As of 2000, there were 51 private households in the municipality, and an average of 2.2 persons per household. There were 11 households that consist of only one person and 2 households with five or more people. Out of a total of 51 households that answered this question, 21.6% were households made up of just one person and there were 2 adults who lived with their parents. Of the rest of the households, there are 27 married couples without children, 9 married couples with children There were 2 single parents with a child or children.

In 2000 there were 27 single family homes (or 58.7% of the total) out of a total of 46 inhabited buildings. There were 2 multi-family buildings (4.3%), along with 14 multi-purpose buildings that were mostly used for housing (30.4%) and 3 other use buildings (commercial or industrial) that also had some housing (6.5%). Of the single family homes 15 were built before 1919, while 1 was built between 1990 and 2000.

In 2000 there were 56 apartments in the municipality. The most common apartment size was 5 rooms of which there were 19. There were 1 single room apartments and 31 apartments with five or more rooms. Of these apartments, a total of 51 apartments (91.1% of the total) were permanently occupied, while 2 apartments (3.6%) were seasonally occupied and 3 apartments (5.4%) were empty. As of 2009, the construction rate of new housing units was 21.1 new units per 1000 residents. The vacancy rate for the municipality, in 2010, was 0%.

The historical population is given in the following chart:

==Politics==
In the 2007 federal election the most popular party was the SVP which received 36.14% of the vote. The next three most popular parties were the FDP (28.5%), the SP (12.56%) and the PdA Party (7.64%). In the federal election, a total of 44 votes were cast, and the voter turnout was 46.3%.

==Economy==
As of In 2010 2010, Prévonloup had an unemployment rate of 3.8%. As of 2008, there were 14 people employed in the primary economic sector and about 5 businesses involved in this sector. 8 people were employed in the secondary sector and there were 3 businesses in this sector. 15 people were employed in the tertiary sector, with 6 businesses in this sector. There were 48 residents of the municipality who were employed in some capacity, of which females made up 37.5% of the workforce.

In 2008 the total number of full-time equivalent jobs was 26. The number of jobs in the primary sector was 9, all of which were in agriculture. The number of jobs in the secondary sector was 7, all of which were in manufacturing. The number of jobs in the tertiary sector was 10. In the tertiary sector; 1 was in the sale or repair of motor vehicles, 2 or 20.0% were in the movement and storage of goods, 4 or 40.0% were in a hotel or restaurant.

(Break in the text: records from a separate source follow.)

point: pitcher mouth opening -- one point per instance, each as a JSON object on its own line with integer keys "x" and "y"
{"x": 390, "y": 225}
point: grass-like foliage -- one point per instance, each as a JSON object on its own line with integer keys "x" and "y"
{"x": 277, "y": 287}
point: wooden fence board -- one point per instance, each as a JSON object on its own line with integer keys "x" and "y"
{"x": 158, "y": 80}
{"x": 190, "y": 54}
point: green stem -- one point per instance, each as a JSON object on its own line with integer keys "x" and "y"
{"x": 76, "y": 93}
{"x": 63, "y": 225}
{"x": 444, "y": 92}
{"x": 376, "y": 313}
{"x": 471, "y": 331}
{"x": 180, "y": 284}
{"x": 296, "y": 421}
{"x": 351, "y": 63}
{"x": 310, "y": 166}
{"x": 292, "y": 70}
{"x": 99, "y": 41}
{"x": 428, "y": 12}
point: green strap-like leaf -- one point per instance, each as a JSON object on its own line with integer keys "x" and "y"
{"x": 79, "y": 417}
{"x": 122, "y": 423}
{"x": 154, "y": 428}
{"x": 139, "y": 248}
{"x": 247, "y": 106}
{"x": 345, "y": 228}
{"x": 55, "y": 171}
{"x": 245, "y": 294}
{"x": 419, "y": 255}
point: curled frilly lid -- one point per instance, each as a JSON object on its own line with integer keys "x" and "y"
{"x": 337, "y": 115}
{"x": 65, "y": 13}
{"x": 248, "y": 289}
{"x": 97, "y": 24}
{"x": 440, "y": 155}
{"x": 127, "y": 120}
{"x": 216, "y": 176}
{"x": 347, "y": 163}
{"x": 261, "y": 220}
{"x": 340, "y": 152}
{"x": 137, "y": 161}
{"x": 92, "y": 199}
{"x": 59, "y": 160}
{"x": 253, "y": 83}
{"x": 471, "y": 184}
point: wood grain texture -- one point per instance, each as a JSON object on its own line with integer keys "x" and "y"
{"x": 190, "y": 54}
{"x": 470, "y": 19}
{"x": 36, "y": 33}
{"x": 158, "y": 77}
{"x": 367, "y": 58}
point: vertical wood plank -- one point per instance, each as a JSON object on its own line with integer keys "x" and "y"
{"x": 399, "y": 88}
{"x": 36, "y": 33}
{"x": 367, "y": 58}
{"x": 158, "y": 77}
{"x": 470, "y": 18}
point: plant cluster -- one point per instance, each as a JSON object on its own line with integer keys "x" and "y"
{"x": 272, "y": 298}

In 2000, there were 27 workers who commuted away from the municipality. Of the working population, 8.3% used public transportation to get to work, and 54.2% used a private car.

==Religion==
From the 2000 census, 22 or 19.3% were Roman Catholic, while 70 or 61.4% belonged to the Swiss Reformed Church. Of the rest of the population, there was 1 member of an Orthodox church, and there were 8 individuals (or about 7.02% of the population) who belonged to another Christian church. There was 1 individual who was Islamic. 12 (or about 10.53% of the population) belonged to no church, are agnostic or atheist.

==Education==

In Prévonloup about 41 or (36.0%) of the population have completed non-mandatory upper secondary education, and 4 or (3.5%) have completed additional higher education (either university or a Fachhochschule). Of the 4 who completed tertiary schooling, 50.0% were Swiss men, 50.0% were Swiss women.

In the 2009/2010 school year there were a total of 24 students in the Prévonloup school district. In the Vaud cantonal school system, two years of non-obligatory pre-school are provided by the political districts. During the school year, the political district provided pre-school care for a total of 155 children of which 83 children (53.5%) received subsidized pre-school care. The canton's primary school program requires students to attend for four years. There were 16 students in the municipal primary school program. The obligatory lower secondary school program lasts for six years and there were 8 students in those schools.

As of 2000, there were 15 students from Prévonloup who attended schools outside the municipality.